25. Again, a public employer cannot be faulted for instituting a criminal action against an employee perceived to have committed a criminal offence and, thereby, forfeit the right of pursuing any disciplinary proceedings against such employee. Indeed, it may be obligatory on the part of a public employer to bring an offender to justice. In the ideal, utopian State, criminal trials should be concluded without undue delay. But this is not the place to discuss why criminal trials take so long or complain of the lack of infrastructure or resources at the command of the judiciary or even refer to the planted stories in a section of the media of the inadequacies of judges with no one to speak on the judges' behalf. Yes, there may be inadequacies in the personnel and in the system; but that is only a half- truth that is fanned by the relentless onslaught against the judiciary to emasculate it and, thereby, replace the rule of law by the law of the rule. So as not to digress any further, it would suffice to merely notice that the criminal justice system takes more time than may be desirable. But the delay in such process cannot be made the basis for destroying discipline at the public workplace by applying the guarded rule in Paul Anthony to every departmental action.
26. The charges against the petitioner herein are straight-forward and do not involve any complicated questions of law or fact for the departmental action against the petitioner to be arrested till the outcome of the criminal case lodged against him. This is not an indictment of the petitioner; just as the judgment of January 18, 2016 on the petitioner's plea of quashing the earlier departmental proceedings against him on the basis of his order of acquittal in the connected criminal matter was not an acceptance of the petitioner's culpability in the misconduct alleged against him. The judgment of January 18, 2016 and the view expressed herein are two sides of the coin, so to say, of the same principle. An acquittal of an accused of the criminal charges, without the criminal court affirmatively establishing his innocence, would not destroy the edifice of a pending departmental action on the same set of facts. Likewise, when the standards of proof in the two set of actions are distinct, the impending criminal trial on the same set of allegations cannot be a shield to an employee charged in a departmental action to keep the disciplinary proceedings indefinitely at bay.

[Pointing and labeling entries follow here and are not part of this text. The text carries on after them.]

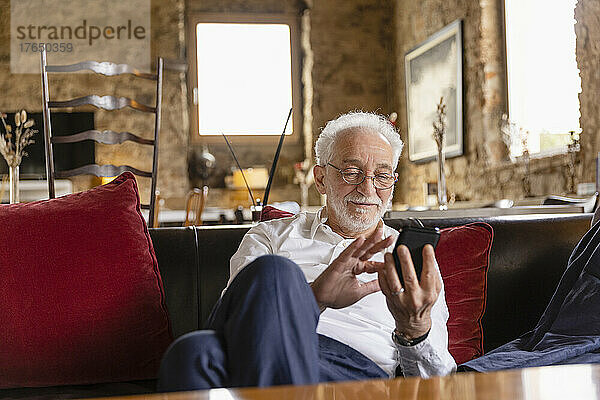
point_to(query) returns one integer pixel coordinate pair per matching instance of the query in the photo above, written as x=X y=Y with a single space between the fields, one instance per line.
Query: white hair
x=356 y=119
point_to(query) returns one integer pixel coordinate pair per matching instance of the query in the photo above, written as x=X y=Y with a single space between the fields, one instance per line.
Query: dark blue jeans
x=262 y=332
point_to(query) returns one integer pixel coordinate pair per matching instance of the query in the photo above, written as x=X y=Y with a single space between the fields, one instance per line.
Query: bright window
x=244 y=78
x=543 y=78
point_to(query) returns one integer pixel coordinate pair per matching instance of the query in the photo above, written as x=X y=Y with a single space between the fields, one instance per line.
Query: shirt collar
x=321 y=219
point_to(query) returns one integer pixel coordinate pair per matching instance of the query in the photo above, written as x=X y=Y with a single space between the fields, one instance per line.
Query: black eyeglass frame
x=341 y=171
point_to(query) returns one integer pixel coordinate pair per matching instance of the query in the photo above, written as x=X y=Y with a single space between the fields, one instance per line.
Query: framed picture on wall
x=433 y=70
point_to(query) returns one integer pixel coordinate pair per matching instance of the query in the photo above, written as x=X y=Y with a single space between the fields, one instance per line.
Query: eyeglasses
x=355 y=176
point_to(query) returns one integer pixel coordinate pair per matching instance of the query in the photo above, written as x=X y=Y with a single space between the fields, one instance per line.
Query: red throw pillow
x=81 y=298
x=463 y=254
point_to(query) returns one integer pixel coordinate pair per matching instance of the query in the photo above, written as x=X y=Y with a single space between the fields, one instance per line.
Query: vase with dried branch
x=12 y=147
x=515 y=137
x=572 y=150
x=439 y=135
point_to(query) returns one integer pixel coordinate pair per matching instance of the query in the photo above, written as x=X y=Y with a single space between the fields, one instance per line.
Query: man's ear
x=319 y=175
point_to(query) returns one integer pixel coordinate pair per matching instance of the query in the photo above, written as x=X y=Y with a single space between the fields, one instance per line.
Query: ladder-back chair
x=109 y=103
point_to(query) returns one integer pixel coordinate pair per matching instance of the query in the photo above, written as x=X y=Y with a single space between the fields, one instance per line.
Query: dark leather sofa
x=528 y=257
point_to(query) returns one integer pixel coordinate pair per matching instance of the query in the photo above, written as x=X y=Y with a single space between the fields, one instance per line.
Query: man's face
x=356 y=208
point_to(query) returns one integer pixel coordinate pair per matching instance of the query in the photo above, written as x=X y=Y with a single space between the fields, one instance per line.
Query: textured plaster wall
x=23 y=91
x=358 y=51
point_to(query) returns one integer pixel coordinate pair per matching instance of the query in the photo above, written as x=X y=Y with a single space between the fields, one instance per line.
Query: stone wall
x=483 y=172
x=587 y=29
x=358 y=50
x=352 y=47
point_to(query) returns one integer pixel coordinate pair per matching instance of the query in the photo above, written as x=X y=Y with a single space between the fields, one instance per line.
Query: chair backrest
x=196 y=200
x=107 y=136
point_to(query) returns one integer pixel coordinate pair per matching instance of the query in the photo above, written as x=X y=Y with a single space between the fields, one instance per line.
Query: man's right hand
x=337 y=286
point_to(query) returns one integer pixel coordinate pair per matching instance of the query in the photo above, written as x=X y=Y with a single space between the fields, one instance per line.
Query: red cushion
x=81 y=298
x=463 y=255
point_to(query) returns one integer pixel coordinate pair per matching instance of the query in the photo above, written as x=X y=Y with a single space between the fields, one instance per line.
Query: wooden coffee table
x=578 y=382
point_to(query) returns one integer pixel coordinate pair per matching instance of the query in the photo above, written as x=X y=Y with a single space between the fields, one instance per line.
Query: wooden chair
x=107 y=136
x=196 y=200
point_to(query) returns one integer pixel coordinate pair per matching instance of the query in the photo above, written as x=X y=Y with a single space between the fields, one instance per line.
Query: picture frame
x=434 y=69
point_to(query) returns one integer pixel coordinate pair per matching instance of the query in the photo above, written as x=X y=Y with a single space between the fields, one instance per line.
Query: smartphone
x=415 y=238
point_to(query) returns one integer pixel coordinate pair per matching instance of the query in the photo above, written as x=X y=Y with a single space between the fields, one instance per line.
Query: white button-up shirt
x=366 y=325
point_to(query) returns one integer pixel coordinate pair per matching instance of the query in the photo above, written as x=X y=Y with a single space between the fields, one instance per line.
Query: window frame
x=547 y=153
x=289 y=19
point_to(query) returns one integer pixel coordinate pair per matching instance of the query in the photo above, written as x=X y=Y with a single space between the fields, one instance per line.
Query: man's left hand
x=410 y=305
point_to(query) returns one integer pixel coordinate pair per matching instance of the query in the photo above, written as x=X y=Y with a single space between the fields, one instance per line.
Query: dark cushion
x=81 y=297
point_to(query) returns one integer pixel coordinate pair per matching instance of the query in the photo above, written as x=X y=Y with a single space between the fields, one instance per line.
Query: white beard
x=360 y=220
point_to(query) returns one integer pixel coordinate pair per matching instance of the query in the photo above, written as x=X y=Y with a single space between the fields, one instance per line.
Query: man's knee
x=196 y=360
x=273 y=267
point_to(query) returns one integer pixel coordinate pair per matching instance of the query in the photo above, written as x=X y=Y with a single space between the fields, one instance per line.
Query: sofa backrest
x=529 y=255
x=177 y=255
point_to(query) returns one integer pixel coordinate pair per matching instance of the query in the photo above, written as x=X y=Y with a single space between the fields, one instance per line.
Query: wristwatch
x=399 y=339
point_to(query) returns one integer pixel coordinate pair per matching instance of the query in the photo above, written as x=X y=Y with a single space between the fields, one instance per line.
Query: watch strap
x=399 y=339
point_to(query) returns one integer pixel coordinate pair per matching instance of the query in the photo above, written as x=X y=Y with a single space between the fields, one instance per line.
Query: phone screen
x=415 y=238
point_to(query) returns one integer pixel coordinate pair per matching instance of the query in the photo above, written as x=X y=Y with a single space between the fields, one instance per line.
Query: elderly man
x=353 y=319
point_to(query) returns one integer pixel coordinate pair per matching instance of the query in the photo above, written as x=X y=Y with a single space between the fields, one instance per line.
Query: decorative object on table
x=194 y=205
x=439 y=135
x=516 y=139
x=257 y=206
x=304 y=177
x=572 y=152
x=201 y=166
x=434 y=69
x=12 y=147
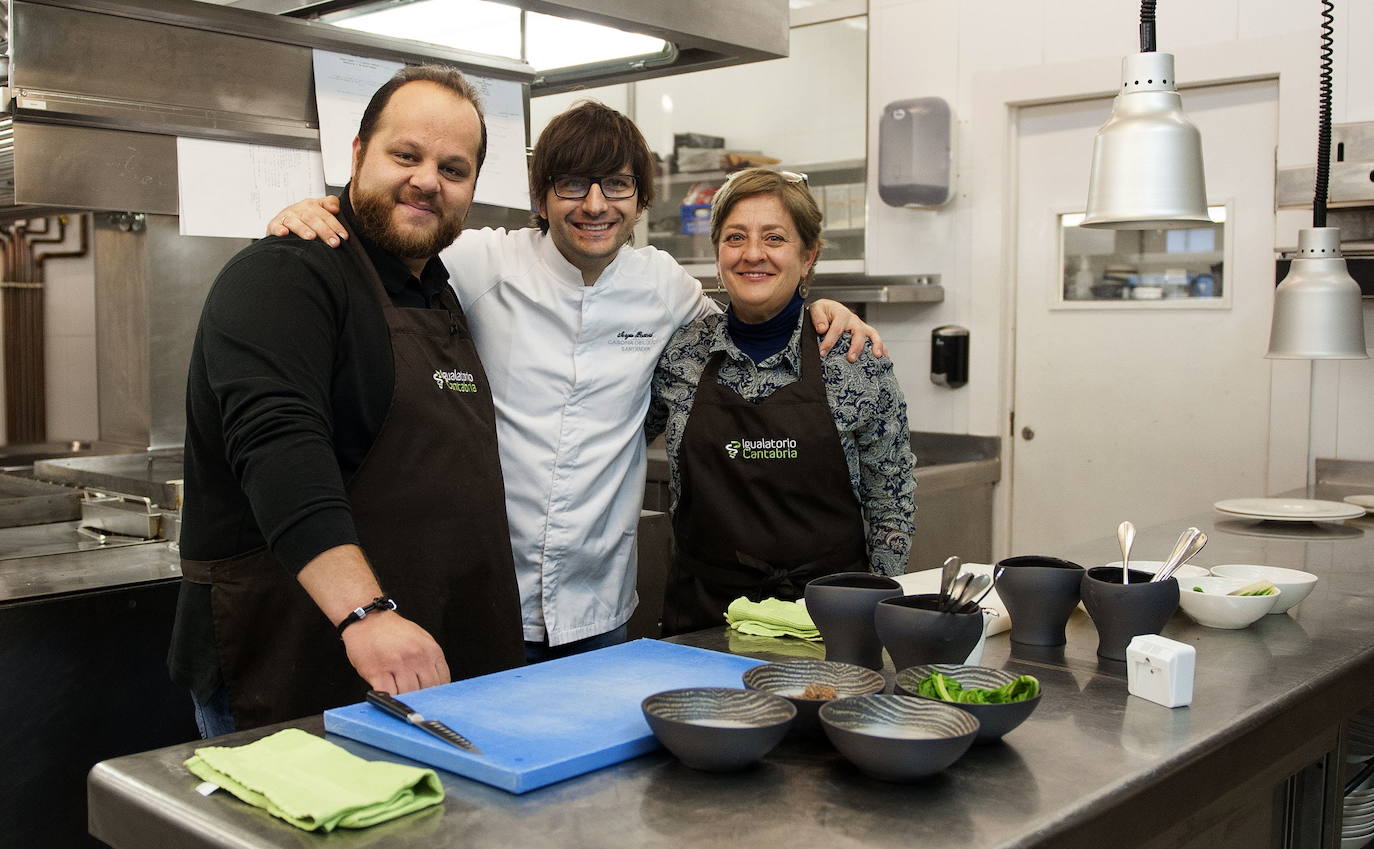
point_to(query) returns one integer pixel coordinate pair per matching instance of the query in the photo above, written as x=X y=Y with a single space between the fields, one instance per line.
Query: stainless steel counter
x=1093 y=767
x=52 y=559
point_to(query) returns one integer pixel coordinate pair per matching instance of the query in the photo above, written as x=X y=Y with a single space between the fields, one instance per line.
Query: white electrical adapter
x=1160 y=669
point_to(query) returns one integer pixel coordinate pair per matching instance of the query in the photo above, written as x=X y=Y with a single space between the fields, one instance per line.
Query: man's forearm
x=340 y=580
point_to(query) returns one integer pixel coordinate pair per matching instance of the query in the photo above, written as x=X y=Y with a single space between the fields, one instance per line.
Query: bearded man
x=345 y=519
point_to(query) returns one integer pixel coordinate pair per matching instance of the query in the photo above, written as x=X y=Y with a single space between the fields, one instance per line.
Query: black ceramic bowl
x=896 y=738
x=717 y=728
x=790 y=680
x=995 y=720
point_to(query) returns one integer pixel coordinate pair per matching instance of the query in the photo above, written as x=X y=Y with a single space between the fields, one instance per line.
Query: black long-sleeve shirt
x=289 y=383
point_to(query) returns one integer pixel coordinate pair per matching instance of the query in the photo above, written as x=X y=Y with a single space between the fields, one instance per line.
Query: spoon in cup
x=1125 y=537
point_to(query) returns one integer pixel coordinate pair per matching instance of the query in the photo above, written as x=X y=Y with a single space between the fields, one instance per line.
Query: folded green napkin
x=771 y=617
x=315 y=785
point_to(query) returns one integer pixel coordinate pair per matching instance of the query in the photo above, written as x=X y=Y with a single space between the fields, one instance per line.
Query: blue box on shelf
x=695 y=219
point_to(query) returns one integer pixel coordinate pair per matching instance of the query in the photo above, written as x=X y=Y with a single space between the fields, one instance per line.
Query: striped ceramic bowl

27. Nothing in the preceding paragraphs should be held against the petitioner in either the criminal action or in the departmental proceedings.
28. Since the present matter cannot be seen to be covered by the rule of limited application enunciated in Paul Anthony, the departmental action launched against the petitioner by the notice of February 3, 2016 is left free to run its course notwithstanding the criminal complaint lodged against him on September 21, 2015.
29. WP 8487 (W) of 2016 stands dismissed.
30. There will be no order as to costs.
31. Urgent certified website copies of this judgment, if applied for, be supplied to the parties subject to compliance with all requisite formalities.